If you think of the commons as those things that we all use, as inclusive, not exclusive, and open to all, not privatized, then this village park is truly a commons. The emigrants to our continent came from a society that had enclosed the commons and banned their use by the citizens. They were “owned” by the aristocracy, and the wealth of that nation, England, was based on land ownership.
As counter to this, several of our states called themselves commonwealths (Massachusetts, Pennsylvania, Virginia and Kentucky) and promoted the idea that these lands were to be shared by all and preserved for the future.
One definition of the commons is “a set of gifts that are shared by all.” This collective trusteeship was a familiar concept in the minds of those who came here for freedom, and recognized as part of the inalienable rights of our citizens.
A major language shift that occured after the French Revolution was in how the French people described themselves: as citizens, not subjects. We understood that as well. The commons flourished with those Enlightenment ideas about our world. The common gifts were the land, the air, the water and those other basic life-sustaining parts of our world that we share and take care of.
As our society became more complex and developed, the concept of the commons also became colored by our political thinking. We added to those natural gifts the institutions of education, law and justice, health, information, and what Thomas Jefferson called in the Declaration of Independence “the pursuit of happiness.” Not entitlements, but belonging to all as a natural right.
With the Industrial Revolution, the rise of capitalism and the monetary valuation of everything from time to the environment and even human beings, seeing our world as a thing to be used as a source of riches created a different system of economics.
Gift to be exploited
There are those who view this planet as a gift from God, to have dominion over, to exploit as a source of wealth. I don’t have to list the industries that do this. We see their presence on billboards and media advertisements every day. Turning everything into an industry is not an alien idea to us.
But what about the commons?
New York author Larry Beinhart stated in an interview shortly after the invasion of Afghanistan that he thought the areas that were publicly supported and had vast amounts of taxpayer money assigned to them (agriculture, education, Social Security, transportation, the Post Office, the military, welfare, public parks and land resources) were vulnerable to privatization by those who wanted to make more money for themselves. They saw them as big pots of money to get their hands on.
Beinhart was the author of the best-seller “American Hero,” later much-altered into the film “Wag the Dog,” and had very strong attitudes about the rampant greed he saw then. His fears have become reality.
A recent editorial in this paper proclaimed that New York could “save farming by treating it as an industry.”
This move toward privatization of agriculture (vast factory farms), education (charter schools), Social Security and pensions (investment of those funds in Wall Street), transportation (sale of thruways), the Post Office (FedEx and United Parcel), the military (firms who provide everything from troops to basic services), even prisons — all these transfers from public to private have become almost normal, almost common.
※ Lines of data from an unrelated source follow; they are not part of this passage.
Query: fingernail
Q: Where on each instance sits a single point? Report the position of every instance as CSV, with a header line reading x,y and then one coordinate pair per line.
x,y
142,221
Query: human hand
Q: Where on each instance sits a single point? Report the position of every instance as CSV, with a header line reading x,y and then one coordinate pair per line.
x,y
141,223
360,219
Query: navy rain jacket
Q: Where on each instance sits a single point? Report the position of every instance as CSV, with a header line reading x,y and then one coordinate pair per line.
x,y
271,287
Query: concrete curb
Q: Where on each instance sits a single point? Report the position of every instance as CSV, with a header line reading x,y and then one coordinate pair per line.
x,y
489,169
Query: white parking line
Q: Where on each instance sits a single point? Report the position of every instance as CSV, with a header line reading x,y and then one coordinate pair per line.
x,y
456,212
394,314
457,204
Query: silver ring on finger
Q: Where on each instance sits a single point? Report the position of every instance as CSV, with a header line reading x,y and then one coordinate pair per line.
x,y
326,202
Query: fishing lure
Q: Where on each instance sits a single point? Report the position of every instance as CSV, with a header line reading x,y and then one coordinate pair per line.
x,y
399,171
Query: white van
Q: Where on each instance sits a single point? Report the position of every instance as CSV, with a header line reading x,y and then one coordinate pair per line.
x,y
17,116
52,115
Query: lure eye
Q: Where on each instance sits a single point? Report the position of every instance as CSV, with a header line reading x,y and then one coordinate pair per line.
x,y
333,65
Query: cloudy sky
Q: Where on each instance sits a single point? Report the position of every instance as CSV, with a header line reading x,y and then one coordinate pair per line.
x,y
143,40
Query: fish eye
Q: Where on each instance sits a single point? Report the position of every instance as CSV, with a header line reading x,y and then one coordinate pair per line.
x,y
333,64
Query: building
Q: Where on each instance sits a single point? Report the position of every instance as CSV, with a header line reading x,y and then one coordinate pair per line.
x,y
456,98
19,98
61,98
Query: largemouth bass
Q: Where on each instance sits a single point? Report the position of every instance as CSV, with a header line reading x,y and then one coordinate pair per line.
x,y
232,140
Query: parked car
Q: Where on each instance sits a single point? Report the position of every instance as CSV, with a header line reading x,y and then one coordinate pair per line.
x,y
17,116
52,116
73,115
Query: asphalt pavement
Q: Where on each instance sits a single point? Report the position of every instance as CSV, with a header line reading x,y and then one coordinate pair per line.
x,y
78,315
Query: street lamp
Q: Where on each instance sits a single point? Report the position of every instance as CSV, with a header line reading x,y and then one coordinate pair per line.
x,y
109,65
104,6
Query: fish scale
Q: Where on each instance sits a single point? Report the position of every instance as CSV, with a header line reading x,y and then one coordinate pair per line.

Even the Internet, basically a free service, has its gateways and machinery controlled by private companies. Is all this resulting in a positive trusteeship for American citizens? You will have to answer that for yourselves. And your children.
The basic danger in this re-defining of the commons as a resource to be exploited is that the commons will run out. Be used up. Or be polluted beyond reclamation. The chasm between the wealthy and the impoverished has never been deeper.
Our Congress argues about raising the minimum wage while hedge fund managers and CEOs are given billions in bonuses. A car costs more than many of us paid for our first homes. We tolerate pollution and injustice that would have been unthinkable a decade ago.
The world has become unlivable in more and more places. Are we being trustees? We may not have to answer that for ourselves, but our children will inherit those results, and sooner than we think. And they may not thank us.
Karen Cookson lives in Sharon Springs and is a regular contributor to the Sunday Gazette Opinion page.